At the time of Cameron’s speech, many Conservatives were demanding quotas to limit the number of EU migrants. Indeed, late drafts of the speech included this demand – despite the fact that it was evidently incompatible with the EU treaties or what Britain’s partners would accept. At the last minute, Angela Merkel, the German chancellor, helped to persuade Cameron to abandon quotas. So Cameron took up Open Europe’s proposal – which they had marketed as a way to “save free movement” by, it was hoped, making the issue less toxic for British voters.

As a result, the four-year waiting period for in-work benefits went into the Conservatives’ election manifesto. Of all the British government’s demands in its EU renegotiation, this is the only one that looks unachievable. One suggestion, floated by government sources in August, might be to act unilaterally, and make a domestic policy change: stop EU migrants from getting in-work benefits for four years as well as Britons between the ages of 18 and 22. On the face of it, this idea might solve the government’s difficulties, but in reality, it is still legally problematic.
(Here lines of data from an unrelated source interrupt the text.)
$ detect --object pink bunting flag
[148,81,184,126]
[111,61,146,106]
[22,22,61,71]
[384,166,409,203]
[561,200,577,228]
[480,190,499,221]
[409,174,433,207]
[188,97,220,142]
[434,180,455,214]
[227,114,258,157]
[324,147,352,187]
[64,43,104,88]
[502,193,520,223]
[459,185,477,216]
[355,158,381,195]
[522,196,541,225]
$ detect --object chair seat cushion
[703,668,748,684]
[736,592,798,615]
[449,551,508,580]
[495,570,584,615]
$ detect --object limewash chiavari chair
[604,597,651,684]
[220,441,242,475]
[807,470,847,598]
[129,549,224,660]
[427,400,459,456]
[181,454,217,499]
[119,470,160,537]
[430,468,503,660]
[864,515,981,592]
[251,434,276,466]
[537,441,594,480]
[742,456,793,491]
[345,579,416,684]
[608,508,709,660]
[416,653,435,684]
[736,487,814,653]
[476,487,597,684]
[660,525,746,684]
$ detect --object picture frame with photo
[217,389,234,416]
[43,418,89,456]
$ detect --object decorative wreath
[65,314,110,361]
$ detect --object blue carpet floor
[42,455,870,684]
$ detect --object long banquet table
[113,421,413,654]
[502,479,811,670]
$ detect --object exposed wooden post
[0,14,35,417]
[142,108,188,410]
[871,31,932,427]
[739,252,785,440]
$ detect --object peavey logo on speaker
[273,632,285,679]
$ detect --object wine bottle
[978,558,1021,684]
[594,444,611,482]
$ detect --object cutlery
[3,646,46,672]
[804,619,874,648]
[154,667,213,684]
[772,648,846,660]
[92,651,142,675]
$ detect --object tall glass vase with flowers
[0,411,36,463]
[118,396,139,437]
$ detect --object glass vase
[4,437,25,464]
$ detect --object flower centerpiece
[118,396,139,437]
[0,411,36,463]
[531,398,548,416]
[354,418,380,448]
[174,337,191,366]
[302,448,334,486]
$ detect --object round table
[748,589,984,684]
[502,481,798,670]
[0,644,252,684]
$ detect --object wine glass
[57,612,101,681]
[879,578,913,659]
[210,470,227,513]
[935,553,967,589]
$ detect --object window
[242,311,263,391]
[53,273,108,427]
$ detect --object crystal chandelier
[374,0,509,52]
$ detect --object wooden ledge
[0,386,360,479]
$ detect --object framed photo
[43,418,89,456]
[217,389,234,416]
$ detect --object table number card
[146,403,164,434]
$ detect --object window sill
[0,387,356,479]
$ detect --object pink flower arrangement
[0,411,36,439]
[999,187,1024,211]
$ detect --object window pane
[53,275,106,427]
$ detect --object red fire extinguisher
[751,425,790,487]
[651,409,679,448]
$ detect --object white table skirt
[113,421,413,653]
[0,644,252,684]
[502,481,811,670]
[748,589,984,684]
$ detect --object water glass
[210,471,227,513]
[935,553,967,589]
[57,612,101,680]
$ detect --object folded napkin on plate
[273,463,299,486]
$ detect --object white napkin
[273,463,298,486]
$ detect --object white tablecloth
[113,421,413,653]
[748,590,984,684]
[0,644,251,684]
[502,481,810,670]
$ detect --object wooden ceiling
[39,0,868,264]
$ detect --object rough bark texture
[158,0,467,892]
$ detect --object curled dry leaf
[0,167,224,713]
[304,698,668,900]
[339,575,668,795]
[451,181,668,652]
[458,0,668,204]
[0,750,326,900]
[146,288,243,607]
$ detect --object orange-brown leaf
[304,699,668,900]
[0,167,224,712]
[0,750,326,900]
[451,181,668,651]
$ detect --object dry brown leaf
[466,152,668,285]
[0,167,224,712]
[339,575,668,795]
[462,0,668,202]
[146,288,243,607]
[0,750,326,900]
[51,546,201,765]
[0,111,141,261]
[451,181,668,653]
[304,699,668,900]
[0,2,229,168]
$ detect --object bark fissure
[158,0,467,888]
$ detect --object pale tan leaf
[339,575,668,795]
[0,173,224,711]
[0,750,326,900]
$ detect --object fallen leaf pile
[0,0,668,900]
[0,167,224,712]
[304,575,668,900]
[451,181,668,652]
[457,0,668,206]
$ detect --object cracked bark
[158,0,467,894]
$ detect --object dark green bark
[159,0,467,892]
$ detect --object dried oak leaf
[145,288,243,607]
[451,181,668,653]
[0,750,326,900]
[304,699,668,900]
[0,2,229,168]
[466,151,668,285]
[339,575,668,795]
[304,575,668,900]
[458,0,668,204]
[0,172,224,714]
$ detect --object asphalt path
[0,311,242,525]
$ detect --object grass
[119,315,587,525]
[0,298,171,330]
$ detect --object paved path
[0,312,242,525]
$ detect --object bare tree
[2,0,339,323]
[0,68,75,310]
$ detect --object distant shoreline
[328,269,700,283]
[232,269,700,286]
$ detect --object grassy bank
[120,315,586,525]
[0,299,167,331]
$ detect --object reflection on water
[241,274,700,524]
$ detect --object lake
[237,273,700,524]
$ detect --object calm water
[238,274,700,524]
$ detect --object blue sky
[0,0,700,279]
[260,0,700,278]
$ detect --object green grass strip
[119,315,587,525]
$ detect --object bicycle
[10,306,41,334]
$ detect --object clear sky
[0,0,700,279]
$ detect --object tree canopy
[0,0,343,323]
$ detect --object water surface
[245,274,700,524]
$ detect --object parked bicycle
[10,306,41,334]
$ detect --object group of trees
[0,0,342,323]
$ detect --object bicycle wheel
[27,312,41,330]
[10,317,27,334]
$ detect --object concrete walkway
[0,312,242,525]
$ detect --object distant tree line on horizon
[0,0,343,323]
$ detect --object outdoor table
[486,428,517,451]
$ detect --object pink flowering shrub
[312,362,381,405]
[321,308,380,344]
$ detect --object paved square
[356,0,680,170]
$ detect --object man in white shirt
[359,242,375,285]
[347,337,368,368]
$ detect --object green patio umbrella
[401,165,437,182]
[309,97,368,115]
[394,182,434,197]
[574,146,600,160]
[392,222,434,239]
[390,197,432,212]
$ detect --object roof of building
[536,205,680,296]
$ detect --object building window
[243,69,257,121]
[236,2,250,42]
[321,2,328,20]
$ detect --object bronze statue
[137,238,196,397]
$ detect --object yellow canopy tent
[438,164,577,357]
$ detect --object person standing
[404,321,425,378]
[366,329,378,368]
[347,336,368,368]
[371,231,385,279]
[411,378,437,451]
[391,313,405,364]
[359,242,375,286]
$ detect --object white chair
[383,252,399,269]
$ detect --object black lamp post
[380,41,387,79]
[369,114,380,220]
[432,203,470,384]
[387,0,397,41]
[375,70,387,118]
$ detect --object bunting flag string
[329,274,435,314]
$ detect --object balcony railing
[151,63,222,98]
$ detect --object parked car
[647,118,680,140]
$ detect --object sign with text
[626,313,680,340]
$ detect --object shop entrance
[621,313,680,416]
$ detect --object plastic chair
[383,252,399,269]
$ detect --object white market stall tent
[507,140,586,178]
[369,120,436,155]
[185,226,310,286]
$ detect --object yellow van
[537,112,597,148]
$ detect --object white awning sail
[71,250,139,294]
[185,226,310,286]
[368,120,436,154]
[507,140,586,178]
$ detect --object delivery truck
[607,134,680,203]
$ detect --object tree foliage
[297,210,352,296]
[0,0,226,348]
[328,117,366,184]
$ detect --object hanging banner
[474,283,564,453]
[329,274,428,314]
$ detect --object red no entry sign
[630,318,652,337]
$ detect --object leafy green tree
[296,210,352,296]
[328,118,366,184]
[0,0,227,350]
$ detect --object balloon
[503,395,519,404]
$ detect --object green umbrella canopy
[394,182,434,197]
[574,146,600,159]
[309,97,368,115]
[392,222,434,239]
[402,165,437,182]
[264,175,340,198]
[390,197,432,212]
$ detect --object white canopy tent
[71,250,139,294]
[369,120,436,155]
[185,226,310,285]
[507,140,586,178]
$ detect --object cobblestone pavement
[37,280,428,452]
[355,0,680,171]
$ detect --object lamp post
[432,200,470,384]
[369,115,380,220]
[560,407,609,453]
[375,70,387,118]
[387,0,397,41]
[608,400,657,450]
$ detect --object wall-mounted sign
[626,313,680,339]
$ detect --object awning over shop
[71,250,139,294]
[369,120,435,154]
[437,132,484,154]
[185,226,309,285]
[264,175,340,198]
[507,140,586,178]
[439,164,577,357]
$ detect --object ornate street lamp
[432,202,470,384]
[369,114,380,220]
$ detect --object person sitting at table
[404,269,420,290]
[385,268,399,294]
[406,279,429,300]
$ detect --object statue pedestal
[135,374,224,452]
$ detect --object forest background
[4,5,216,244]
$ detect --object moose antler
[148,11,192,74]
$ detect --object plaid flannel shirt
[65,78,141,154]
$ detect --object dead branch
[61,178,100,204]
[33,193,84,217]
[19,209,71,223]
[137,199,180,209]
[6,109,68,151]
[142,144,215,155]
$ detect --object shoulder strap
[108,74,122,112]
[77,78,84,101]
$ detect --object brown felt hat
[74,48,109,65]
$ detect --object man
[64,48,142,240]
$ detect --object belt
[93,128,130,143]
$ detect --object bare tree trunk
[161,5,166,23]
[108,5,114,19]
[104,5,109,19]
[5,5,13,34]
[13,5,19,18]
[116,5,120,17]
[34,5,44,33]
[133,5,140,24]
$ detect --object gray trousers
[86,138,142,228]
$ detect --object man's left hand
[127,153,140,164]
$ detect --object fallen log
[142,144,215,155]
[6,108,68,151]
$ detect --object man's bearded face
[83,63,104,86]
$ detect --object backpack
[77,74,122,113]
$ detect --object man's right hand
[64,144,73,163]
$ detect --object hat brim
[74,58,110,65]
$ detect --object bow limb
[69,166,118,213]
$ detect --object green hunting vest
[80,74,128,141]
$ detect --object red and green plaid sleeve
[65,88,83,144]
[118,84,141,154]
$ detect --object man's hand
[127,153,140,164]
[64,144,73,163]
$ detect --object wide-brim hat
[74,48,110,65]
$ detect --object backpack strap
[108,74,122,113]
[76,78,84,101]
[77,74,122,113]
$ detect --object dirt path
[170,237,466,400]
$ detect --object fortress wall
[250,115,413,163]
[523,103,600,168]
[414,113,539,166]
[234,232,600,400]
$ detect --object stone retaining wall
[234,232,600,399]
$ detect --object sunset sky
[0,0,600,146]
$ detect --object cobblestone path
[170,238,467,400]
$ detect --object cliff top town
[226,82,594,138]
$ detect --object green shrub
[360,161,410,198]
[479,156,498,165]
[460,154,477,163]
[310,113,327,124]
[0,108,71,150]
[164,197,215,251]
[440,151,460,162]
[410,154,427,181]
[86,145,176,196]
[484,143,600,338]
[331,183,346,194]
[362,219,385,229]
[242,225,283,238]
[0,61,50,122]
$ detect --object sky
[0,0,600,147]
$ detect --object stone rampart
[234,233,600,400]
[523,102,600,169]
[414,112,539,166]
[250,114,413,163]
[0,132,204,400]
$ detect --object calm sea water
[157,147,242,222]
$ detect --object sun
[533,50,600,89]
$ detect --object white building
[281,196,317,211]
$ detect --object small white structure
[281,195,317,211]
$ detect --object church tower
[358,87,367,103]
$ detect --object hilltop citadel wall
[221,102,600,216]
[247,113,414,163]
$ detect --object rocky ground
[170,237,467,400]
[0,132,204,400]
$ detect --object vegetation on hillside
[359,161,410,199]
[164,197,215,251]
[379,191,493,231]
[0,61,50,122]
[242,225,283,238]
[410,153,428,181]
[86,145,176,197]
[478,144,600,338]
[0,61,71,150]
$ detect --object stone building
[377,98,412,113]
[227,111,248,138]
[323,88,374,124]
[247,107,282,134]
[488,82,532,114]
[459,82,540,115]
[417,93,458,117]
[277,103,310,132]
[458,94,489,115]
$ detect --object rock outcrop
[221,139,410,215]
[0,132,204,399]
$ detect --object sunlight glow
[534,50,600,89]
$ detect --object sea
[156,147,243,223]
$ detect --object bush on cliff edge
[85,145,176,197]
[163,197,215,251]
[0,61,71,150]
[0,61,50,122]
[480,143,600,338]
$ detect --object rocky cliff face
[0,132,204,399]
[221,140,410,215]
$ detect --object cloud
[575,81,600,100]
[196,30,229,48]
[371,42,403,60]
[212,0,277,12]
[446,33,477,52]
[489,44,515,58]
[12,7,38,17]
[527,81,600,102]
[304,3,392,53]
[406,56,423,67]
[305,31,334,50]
Since migrants from the EU tend to be older than 22, and more likely to have children than British 18-22 year-olds, the ECJ might rule that the policy amounted to de facto discrimination.

The government may find it somewhat easier to reform rules on out-of-work benefits, payments of child benefit overseas and the right of people from countries joining the EU to work in other member-states, as my colleague Charles Grant explains in his recent analysis of Cameron’s demands. But Cameron has been very specific about what he wants on in-work benefits and his government is now in a difficult position. Free movement is the EU policy that British voters most dislike. Other EU governments, however, will not amend the treaties to accommodate the British. For some, such as Poland, this is because it would be directly against their national interest, and for many, it is because they view the principle of non-discrimination as a central plank of the single market. If treaty change to make discrimination between EU workers legal were put on the table, countries more hostile than the UK to free trade might demand discrimination in other areas – between national and foreign companies, for example – and the single market process could go into reverse.

 

As my late colleague Philip Whyte put it: “The reality is that the EU keeps its members ‘honest’ by anchoring their behaviour”. The EU limits protectionism by enforcing a body of laws – laws which may not violate treaty principles. Any changes to that fundamental principle of the single market will always be very difficult to make. It appears that the only way out is to withdraw benefits from young Britons as well as EU migrants, and hope that the ECJ rules in favour of the reform.

John Springford is a senior research fellow at the Centre for European Reform.